There are different views about the driving abilities of senior drivers. It has been perceived that older drivers have higher rates of fatal crashes than any other group except young drivers. According to traffic safety analysts, they are at risk because of their vision or other health issues that most likely impair their driving skills.
Meanwhile, state legislatures have become reluctant in imposing restrictions and additional requirements, such as road or vision tests. This is based from recent studies which concluded that older people are generally considered safe drivers. Also, AARP, a group of advocates for seniors and motorists, believe that driving is about the ability and health of the driver and not their age; thus, age should not be used to solely gauge an older person’s fitness to drive.
- Involvement in fatal crashes is highest among drivers age 85 and older.
- In 2014, over 5,700 older adults were killed and more than 236,000 were injured.
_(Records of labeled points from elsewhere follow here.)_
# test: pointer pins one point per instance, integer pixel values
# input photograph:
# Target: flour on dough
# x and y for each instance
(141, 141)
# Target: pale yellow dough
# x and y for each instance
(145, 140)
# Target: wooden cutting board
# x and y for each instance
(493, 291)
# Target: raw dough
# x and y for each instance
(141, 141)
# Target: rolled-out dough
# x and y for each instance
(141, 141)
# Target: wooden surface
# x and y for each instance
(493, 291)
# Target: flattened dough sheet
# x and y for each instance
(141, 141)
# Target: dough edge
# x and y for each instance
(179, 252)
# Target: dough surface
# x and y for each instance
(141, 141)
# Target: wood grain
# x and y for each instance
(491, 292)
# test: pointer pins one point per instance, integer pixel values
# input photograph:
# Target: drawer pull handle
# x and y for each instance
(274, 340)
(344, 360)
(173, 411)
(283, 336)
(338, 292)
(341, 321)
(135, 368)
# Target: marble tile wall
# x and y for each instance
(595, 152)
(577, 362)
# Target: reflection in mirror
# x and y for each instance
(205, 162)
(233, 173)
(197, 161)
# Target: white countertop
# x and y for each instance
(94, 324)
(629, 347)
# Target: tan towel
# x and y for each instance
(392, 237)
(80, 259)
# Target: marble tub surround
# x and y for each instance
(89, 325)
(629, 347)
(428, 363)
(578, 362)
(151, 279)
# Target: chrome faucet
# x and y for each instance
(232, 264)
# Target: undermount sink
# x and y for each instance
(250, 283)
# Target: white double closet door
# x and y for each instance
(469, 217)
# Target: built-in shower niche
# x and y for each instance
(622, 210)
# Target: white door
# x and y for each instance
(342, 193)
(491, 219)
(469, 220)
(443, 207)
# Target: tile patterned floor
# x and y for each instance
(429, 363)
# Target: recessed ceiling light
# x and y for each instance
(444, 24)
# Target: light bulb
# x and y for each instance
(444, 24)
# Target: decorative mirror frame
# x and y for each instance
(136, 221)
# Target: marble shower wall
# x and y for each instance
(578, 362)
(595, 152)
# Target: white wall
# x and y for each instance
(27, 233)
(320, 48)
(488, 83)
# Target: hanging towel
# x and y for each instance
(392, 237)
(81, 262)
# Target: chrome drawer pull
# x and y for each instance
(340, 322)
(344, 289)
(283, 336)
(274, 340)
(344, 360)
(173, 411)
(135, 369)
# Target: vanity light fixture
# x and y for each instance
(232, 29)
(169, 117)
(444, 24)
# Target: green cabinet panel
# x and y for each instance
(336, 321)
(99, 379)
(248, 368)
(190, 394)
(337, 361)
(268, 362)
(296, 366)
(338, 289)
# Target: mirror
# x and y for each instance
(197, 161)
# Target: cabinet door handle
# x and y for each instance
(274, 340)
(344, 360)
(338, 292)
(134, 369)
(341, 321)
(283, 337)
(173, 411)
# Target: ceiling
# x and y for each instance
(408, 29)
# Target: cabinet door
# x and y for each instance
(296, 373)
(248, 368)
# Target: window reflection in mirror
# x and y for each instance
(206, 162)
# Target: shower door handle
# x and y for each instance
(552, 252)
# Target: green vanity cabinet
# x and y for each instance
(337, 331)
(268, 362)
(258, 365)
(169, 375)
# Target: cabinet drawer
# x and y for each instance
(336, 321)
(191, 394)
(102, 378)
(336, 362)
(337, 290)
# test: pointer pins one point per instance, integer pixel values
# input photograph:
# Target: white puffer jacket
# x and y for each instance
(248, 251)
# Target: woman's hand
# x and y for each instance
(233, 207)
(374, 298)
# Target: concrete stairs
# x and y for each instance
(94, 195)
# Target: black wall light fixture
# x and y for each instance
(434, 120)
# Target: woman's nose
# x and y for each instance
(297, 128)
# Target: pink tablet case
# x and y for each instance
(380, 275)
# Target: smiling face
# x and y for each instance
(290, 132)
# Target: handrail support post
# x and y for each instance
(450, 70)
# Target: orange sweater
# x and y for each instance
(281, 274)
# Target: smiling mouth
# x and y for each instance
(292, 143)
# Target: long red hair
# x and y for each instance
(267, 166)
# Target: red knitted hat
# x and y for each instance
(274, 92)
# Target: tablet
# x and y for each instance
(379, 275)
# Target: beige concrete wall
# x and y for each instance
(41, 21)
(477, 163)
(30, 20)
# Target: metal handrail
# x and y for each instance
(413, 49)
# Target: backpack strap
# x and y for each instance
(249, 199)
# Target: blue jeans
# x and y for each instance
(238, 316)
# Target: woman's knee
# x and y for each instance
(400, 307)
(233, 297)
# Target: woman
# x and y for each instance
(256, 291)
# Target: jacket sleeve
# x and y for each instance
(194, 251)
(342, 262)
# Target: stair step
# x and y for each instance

This resulted to 16 older adults killed and 648 injured in crashes on average every day.
- Also in 2014, drivers between the ages of 65 and 75 who were involved in deadly crashes accounted for 10 percent of all drivers having a blood alcohol concentration (BAC) of 0.08 percent or above.
Safety Tips for Senior Drivers
While Kentucky requires motorists to renew their driver’s licenses in person every four years, it imposes no additional requirements or special provisions for senior drivers. In fact, in 2011, the state legislature rejected a proposal that would require drivers age 80 and above to obtain a doctor’s approval for license renewals.
As a Kentucky Accident Attorney, I cannot overlook the fact that as we age, our vision and hearing skills naturally weaken. So, how do we tell grandma or grandpa to stay safe on the road? You may initiate a conversation with them and discuss this matter. If they insist on driving, convince them to exercise regularly to boost their strength. Likewise, it would be great to accompany them in visiting an eye doctor at least once a year. And if they are to drive, allow them only during daylight and in good weather.